The globally optimal point on whatever thing we were optimizing might indeed be the highest peak of the graph, but if it is a sharp peak, any deviation in the voltage, temperature, or the real world values of the components would put the operating point far down the slope of that peak.
It was much better to find a reasonable operating point that had low sensitivity to voltage/temperature/component values but had acceptable behavior (gain, noise, whatever was important).
The surprising thing I learned from that class is that even though resistor and capacitor values and the gain of individual transistors of IC op-amps is an order of magnitude worse than for discrete designs, the matching of those terrible components was an order of magnitude better than for discrete components. Designers came up with many clever ways to take advantage of that to wring terrific performance from terrible components.
For example, say the nominal value of a given resistor in the design might be 4K ohms, and in the discrete design they might be 2%, or 1%, or 0.5% off (the ones with tighter tolerance get ever more expensive), while in the monolithic design the tolerance might be +/- 20%. But all the resistors would be off by the same amount and would match each other to a fraction of a percent, even across temperature and voltage variations.
The other funny effect is that when you buy a discrete 2% tolerance resistor, the distribution isn't gaussian around the mean. That is because the manufacturers have measured all of them and the ones within 0.5% get marked up and put in the 0.5% bin, and the remaining ones within 1% tolerance get marked up less and get put in the 1% bin. As a result, the distribution is bimodal on either side of the "hole" in the middle.
In the past, I have looked at using optimizers to solve for component values of complex analog circuits. I only looked at optimizing accuracy at one corner, but it would be interesting to see what people have done to optimize multiple variables, like including noise, for multiple corners. I think I've seen some Monte Carlo simulation mentioned once to suggest fuzzy solutions within some specification. I would be curious to see if others know more about this.
You might even do this in order to find out if wider tolerance parts would be good enough and save a little money.
That's a great explanation of how iterative tolerance filtering works and why that happens!
This really just explains externalities. Competition creates apparent short-range existential risk to a business. Real existential risk (to people or things damaged by your defective product because of "precarious perfection") land somewhere else - usually where their impact is much larger.
This is why I remain an engineer and nothing more. If this sentence ever became meaningful I guess I would have been over-promoted.
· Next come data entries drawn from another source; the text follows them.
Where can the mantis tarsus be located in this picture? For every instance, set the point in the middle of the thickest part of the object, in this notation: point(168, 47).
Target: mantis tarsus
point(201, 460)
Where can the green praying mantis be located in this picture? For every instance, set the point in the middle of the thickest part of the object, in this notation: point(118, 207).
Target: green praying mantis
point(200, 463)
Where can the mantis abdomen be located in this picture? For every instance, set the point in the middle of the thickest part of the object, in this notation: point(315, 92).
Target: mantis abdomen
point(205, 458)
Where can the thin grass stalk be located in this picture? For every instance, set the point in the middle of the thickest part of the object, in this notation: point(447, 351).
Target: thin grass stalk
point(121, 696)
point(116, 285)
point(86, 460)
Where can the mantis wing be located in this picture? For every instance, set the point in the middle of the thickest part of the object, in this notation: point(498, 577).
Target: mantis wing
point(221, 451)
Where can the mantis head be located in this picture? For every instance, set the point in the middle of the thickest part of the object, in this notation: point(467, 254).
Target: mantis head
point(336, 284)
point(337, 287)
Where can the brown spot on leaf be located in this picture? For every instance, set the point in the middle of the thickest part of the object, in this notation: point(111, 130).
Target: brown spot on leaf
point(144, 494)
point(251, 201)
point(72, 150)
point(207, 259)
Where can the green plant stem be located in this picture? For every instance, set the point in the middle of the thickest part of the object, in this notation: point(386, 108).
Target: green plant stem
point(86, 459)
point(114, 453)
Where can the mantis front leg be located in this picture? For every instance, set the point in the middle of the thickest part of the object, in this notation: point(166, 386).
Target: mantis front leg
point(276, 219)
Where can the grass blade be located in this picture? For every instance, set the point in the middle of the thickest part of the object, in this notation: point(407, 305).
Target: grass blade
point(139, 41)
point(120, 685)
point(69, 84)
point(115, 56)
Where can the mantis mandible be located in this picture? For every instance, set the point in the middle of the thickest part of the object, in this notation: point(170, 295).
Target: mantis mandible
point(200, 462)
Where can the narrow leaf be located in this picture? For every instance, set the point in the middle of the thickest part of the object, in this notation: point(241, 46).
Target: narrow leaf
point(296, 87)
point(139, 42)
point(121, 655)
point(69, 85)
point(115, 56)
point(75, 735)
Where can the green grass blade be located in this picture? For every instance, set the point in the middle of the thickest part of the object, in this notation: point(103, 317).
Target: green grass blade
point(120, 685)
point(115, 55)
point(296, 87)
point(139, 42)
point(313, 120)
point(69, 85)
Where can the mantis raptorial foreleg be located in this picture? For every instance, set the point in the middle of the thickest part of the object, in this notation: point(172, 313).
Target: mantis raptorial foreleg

How about "prioritizing robustness and other kinds of long-termism need to be at least somewhat protected by the system of incentives they operate in to succeed"? I invoked fractal self-similarity there because I think you best protect long-termism by prioritizing long-termism in decision-making at scopes further out
Until we can move past that silly winner-takes-all incentive we can't have nice things. Most of the genuinely good stuff will be stillborn. We'll always have a 5% vying for perfection in an ever-escaping, unrealistic red queens race, while the bottom 95% suffer a dearth of simply good-enough. How many objectively better search engines than Google died in the ditch of obscurity between 1998 and 2020?
HTTP/2 gets you this behavior less often, but when you get unlucky with packet loss it affects every segment instead of just one, so the player doesn't have any segments to skip forward to.
Only way to optimize well is to include the uncertainty of your world model into the model.
For travelling salesman, you obviously want to model that certain roads take longer time to travel at different times of day. No tweak of the loss function would allow you to get realistic/robust solutions to TSP.
For example, we in infra-operations are responsible to store data customers upload into your systems. This data has to be considered not reproducible, especially if it's older than a few days. If we lose it, we lose it for good and then people are disappointed and turn angry.
As such, large scale data wipes are handled very carefully with manual approvals from several different teams. The full deletion of a customer goes through us, account management, contract and us again. And this is fine. Even with the GDPR and such, it is entirely fine that deleting a customer takes 1-2 weeks. Especially because the process has caught errors in other internal processes, and errors in our customers processes. Suddenly you're the hero vendor if the customer goes "Oh fuck, noooooo".
On the other hand, stateless code updates without persistence changes are supposed to be able to move as fast as the build server gives. If it goes wrong, just deploy a fix with the next build or roll back. And sure you can construct situations in which code changes cause big, persistent, stateful issues, but these tend to be rare with a decent dev-team.
We as infra-ops and central services need to be robust and reliable and are fine shedding speed (outside of standard requests) for this. A dev-team with a good understanding of stateful and stateless changes should totally be able to run into a wall at full speed since they can stand back up just as quickly. We're easily looking at hours of backup restore for hosed databases. And no there is no way to speed it up without hardware changes.